BY: RAMONA DUOBA
“The trend today is for museums and galleries to feature artists that were formerly considered “obscure” and are now recognized as discoveries. In addition, both cultures and races are being explored for the value of their artistic heritage,” said Keith de Lellis. “We have been at the forefront of this movement and were early in the game to embrace art outside the mainstream that had primarily recognized and valued artists who have in my opinion been overexposed at the expense of the lesser-known but no less gifted talents.”
The Keith de Lellis Gallery in New York City presents Swedish Modern, a selection from mid-century Swedish photographers whose innovative work has remained relatively unfamiliar to the American public. “The world has become a more global community in recent years, so it is not surprising that artists have become famous in their own culture without making the leap to becoming internationally famous in the mid-20th century,” said de Lellis. “It is the rare exception where artists have made that leap, and it is only due to publications and museums that these artists have found notoriety outside their own insulated society.”
These artists were part of TIO (a Swedish word for “ten”), a collective of Swedish photographers established in 1958. From nature and industrial scenes to abstraction and fashion, Swedish Modern captures the broad range of creative styles and interests present in mid-century Swedish artists’ minds. The subject matter among these photographers is united by a shared inquiry of the camera’s capability.

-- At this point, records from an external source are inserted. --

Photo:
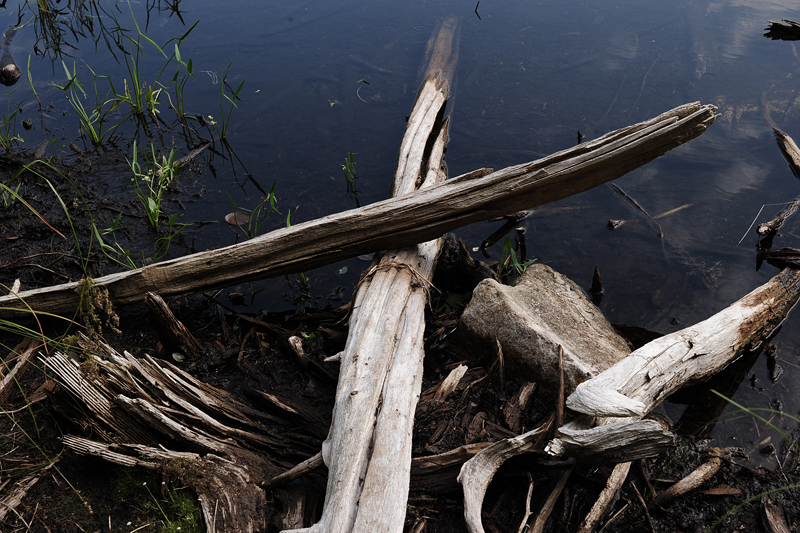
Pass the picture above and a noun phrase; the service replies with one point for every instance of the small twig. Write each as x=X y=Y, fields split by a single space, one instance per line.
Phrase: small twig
x=639 y=207
x=644 y=506
x=560 y=403
x=547 y=508
x=528 y=513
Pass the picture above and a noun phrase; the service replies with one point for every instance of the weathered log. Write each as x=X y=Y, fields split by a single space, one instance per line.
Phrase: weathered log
x=635 y=385
x=368 y=450
x=230 y=498
x=639 y=382
x=216 y=434
x=401 y=221
x=697 y=477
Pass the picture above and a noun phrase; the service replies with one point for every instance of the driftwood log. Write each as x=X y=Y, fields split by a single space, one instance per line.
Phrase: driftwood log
x=633 y=387
x=397 y=222
x=368 y=449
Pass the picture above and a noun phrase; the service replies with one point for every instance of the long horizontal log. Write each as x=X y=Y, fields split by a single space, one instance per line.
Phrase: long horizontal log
x=397 y=222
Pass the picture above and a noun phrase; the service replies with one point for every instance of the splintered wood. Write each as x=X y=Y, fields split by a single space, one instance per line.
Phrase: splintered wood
x=141 y=405
x=368 y=450
x=397 y=222
x=634 y=386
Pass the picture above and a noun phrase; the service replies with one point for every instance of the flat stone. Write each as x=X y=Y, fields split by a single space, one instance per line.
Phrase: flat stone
x=544 y=310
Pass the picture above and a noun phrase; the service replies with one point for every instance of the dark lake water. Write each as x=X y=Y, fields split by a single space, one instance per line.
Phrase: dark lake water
x=530 y=75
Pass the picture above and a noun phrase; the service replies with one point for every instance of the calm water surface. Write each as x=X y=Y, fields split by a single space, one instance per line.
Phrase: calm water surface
x=530 y=76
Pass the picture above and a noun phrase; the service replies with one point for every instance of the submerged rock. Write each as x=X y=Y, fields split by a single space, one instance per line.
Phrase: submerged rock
x=544 y=310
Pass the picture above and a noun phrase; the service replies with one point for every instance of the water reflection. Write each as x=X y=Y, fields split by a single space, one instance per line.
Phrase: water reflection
x=530 y=76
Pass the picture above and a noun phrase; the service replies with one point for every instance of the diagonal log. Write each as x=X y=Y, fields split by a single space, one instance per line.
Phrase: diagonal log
x=368 y=449
x=397 y=222
x=633 y=387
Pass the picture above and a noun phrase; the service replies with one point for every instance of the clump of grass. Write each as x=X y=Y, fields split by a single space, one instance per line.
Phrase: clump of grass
x=349 y=169
x=509 y=262
x=93 y=119
x=151 y=181
x=259 y=215
x=8 y=130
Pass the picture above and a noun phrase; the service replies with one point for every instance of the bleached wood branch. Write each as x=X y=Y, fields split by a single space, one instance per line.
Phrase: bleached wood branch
x=368 y=450
x=402 y=221
x=642 y=380
x=634 y=386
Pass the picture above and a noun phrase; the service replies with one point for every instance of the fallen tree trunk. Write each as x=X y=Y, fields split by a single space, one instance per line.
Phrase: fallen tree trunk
x=635 y=385
x=397 y=222
x=368 y=449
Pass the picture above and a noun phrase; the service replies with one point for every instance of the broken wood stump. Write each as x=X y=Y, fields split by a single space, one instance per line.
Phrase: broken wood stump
x=152 y=414
x=368 y=449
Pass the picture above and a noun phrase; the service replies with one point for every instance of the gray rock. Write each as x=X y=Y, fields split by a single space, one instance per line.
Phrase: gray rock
x=545 y=309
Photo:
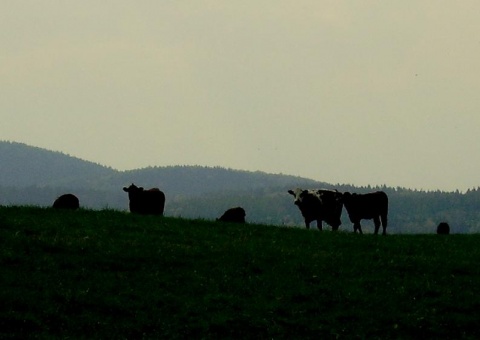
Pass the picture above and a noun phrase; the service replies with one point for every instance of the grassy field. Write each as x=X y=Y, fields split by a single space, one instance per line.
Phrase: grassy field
x=108 y=274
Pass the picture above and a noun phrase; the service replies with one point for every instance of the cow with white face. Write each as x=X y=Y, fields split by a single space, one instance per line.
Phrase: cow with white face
x=319 y=205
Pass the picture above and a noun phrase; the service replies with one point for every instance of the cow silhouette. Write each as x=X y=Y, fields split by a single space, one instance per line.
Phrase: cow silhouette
x=146 y=202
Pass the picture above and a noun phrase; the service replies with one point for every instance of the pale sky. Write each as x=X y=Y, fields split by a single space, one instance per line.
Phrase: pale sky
x=351 y=92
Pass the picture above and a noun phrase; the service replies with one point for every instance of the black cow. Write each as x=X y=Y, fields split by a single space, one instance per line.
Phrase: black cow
x=146 y=202
x=443 y=228
x=236 y=215
x=66 y=201
x=319 y=205
x=367 y=206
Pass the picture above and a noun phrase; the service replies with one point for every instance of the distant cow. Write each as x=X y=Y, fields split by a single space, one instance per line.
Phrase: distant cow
x=236 y=215
x=319 y=205
x=146 y=202
x=443 y=228
x=67 y=201
x=367 y=206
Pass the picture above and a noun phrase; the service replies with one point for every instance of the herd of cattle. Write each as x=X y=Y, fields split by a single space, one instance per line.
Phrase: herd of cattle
x=315 y=205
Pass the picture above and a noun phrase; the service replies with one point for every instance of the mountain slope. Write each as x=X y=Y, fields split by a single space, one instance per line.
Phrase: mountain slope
x=22 y=166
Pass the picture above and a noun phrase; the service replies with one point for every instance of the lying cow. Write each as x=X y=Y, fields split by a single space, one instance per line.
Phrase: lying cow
x=319 y=205
x=146 y=202
x=367 y=206
x=67 y=201
x=236 y=215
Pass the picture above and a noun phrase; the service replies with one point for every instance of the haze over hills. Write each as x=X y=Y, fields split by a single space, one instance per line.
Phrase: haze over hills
x=35 y=176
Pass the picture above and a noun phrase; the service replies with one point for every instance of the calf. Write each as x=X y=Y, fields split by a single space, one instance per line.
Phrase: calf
x=146 y=202
x=367 y=206
x=319 y=205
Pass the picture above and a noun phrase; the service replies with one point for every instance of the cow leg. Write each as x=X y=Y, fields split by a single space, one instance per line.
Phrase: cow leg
x=384 y=224
x=319 y=225
x=357 y=226
x=307 y=224
x=376 y=220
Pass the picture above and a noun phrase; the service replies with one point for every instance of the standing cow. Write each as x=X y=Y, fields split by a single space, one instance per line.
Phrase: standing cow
x=367 y=206
x=319 y=205
x=146 y=202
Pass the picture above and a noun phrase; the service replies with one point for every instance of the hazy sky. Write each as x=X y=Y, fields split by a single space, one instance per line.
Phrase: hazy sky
x=355 y=92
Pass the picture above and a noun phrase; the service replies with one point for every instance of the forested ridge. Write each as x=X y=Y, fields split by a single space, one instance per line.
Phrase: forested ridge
x=35 y=176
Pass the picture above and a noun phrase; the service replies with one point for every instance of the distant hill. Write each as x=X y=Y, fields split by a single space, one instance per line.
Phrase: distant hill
x=35 y=176
x=22 y=166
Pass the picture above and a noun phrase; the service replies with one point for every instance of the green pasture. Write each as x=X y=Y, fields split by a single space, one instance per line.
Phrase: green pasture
x=114 y=275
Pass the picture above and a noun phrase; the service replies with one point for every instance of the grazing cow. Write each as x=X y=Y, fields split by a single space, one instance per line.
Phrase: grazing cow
x=146 y=202
x=367 y=206
x=443 y=228
x=236 y=215
x=67 y=201
x=319 y=205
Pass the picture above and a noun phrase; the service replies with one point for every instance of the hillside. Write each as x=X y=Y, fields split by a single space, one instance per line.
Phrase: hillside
x=23 y=166
x=34 y=176
x=107 y=274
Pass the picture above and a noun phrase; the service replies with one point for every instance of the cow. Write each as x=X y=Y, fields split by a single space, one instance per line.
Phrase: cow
x=145 y=202
x=367 y=206
x=66 y=201
x=319 y=205
x=443 y=228
x=236 y=215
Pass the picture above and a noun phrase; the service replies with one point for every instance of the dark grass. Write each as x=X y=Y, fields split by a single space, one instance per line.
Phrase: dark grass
x=107 y=274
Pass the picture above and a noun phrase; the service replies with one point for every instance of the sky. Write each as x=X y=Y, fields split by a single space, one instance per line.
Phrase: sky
x=351 y=92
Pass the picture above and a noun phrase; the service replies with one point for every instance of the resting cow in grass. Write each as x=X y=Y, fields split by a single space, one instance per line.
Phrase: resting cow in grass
x=367 y=206
x=67 y=201
x=319 y=205
x=236 y=215
x=146 y=202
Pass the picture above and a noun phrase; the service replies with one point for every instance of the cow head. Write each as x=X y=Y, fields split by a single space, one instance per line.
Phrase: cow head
x=133 y=189
x=304 y=196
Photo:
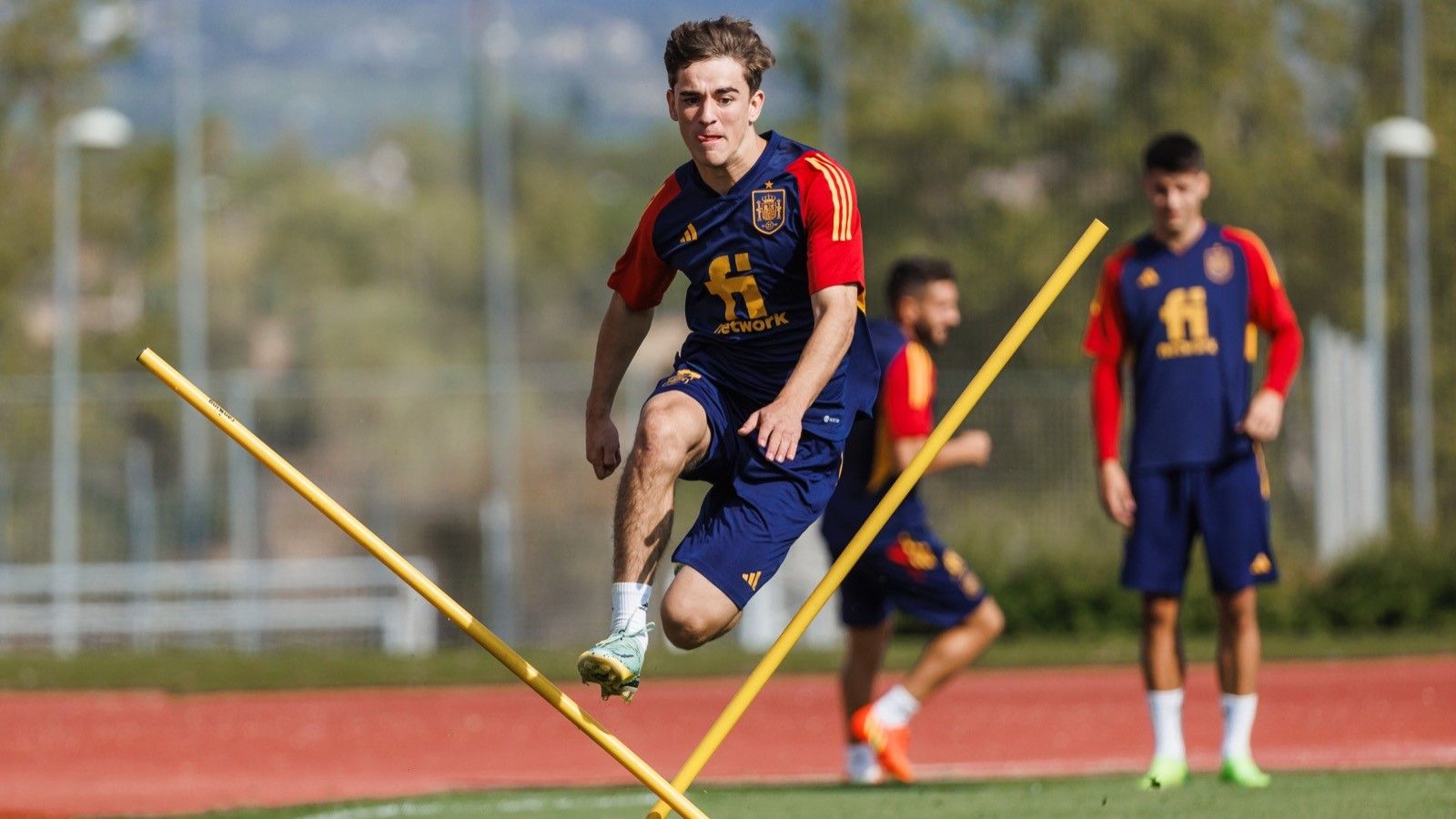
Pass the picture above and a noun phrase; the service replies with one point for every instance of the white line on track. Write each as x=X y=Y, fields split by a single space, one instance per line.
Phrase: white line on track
x=488 y=806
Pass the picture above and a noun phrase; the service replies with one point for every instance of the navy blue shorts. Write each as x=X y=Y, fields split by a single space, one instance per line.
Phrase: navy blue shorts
x=912 y=571
x=756 y=508
x=1228 y=503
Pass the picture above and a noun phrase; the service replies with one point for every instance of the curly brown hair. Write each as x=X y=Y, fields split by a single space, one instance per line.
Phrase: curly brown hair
x=725 y=36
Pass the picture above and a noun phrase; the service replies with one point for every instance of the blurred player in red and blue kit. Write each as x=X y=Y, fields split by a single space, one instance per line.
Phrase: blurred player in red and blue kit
x=906 y=567
x=1184 y=305
x=771 y=376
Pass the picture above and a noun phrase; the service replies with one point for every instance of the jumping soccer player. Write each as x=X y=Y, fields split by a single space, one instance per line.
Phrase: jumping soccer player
x=1183 y=303
x=906 y=567
x=772 y=373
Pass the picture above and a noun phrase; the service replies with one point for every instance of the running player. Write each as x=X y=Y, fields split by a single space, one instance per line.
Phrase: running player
x=907 y=567
x=771 y=376
x=1183 y=305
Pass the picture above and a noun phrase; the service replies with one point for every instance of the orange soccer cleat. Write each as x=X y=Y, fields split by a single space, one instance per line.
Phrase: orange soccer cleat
x=892 y=743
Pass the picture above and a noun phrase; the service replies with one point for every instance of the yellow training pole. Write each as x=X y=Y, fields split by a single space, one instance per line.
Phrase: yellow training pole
x=419 y=581
x=887 y=504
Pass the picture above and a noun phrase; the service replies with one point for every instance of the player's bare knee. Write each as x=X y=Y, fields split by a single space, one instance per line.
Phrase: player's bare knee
x=662 y=436
x=1238 y=611
x=1161 y=614
x=990 y=618
x=689 y=630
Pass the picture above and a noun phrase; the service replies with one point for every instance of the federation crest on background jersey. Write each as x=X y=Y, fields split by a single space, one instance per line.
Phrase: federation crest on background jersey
x=769 y=206
x=1218 y=264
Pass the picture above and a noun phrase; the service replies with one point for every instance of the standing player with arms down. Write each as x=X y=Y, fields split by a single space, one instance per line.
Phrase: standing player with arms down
x=1183 y=303
x=907 y=567
x=774 y=370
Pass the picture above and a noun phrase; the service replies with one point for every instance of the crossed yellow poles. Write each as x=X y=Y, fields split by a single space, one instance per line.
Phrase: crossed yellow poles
x=670 y=794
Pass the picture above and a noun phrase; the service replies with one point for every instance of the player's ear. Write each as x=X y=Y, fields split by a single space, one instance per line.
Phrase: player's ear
x=754 y=106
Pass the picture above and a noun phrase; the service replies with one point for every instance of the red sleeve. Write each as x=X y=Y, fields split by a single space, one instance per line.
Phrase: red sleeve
x=907 y=397
x=1104 y=336
x=641 y=278
x=1270 y=310
x=1104 y=343
x=1107 y=407
x=830 y=213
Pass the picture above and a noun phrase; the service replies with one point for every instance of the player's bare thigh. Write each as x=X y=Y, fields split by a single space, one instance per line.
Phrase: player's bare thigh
x=672 y=431
x=695 y=611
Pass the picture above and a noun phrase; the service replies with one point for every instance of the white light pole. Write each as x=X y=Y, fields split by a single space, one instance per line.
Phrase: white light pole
x=1409 y=138
x=101 y=128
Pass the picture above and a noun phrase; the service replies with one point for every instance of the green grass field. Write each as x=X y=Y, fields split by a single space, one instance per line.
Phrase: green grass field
x=186 y=672
x=1409 y=794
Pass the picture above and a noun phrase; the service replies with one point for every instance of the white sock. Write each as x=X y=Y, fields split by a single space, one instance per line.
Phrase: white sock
x=1238 y=723
x=895 y=707
x=861 y=763
x=1165 y=709
x=630 y=605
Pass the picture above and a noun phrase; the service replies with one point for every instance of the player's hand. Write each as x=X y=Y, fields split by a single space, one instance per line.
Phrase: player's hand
x=603 y=445
x=1266 y=416
x=976 y=446
x=1116 y=493
x=779 y=428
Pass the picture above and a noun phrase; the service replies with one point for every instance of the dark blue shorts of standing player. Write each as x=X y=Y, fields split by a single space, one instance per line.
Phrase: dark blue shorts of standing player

The exhibition includes Lennart Olson’s Project for a Mural1960 is a modernist triptych of bridge architecture printed in high contrast and highlights the amoeba-shaped structure in all its glory. This trio of abstract images was first exhibited in New York in a 1960 exhibition, The Sense of Abstraction, at the Museum of Modern Art. The legendary curator, Edward Steichen, described the image as “visual interpretations of space, depth, boundlessness.” Sven-Gösta Johansson and Rolf Winquist said de Lellis “were both masters of capturing the female figure and visage with unrivaled acuity.” More than half a century later, their modern approach is still fresh and timeless. Sven Gillsater’s pictures of walruses and polar bears in the wild “are a reminder of the perils of global warming and the beauty of nature that is today threatened by humankind’s shortsighted policies that risk destroying the wonders of the natural world,” said de Lellis.
The work of TIO’s founding members was first brought to the American public in 1971 at the Library of Congress in Washington, D.C., titled Contemporary Photographs from Sweden. Swedish Modern at Keith de Lellis Gallery is the first show in America in over 50 years to exhibit the work by members of the collective.
This exhibition features the work of Sten Didrik Bellander, Harry Dittmer, Sven Gillsäter, Hans Hammarskiöld, Sven-Gösta Johansson, Sune Jonsson, Berndt Klyvare, Kary H. Lasch, Pål-Nils Nilsson, Georg Oddner, Lennart Olson, Anna Riwkin and Rolf Winquist.
Swedish Modern is on view at the Keith de Lellis Gallery in NYC through March 11, 2022.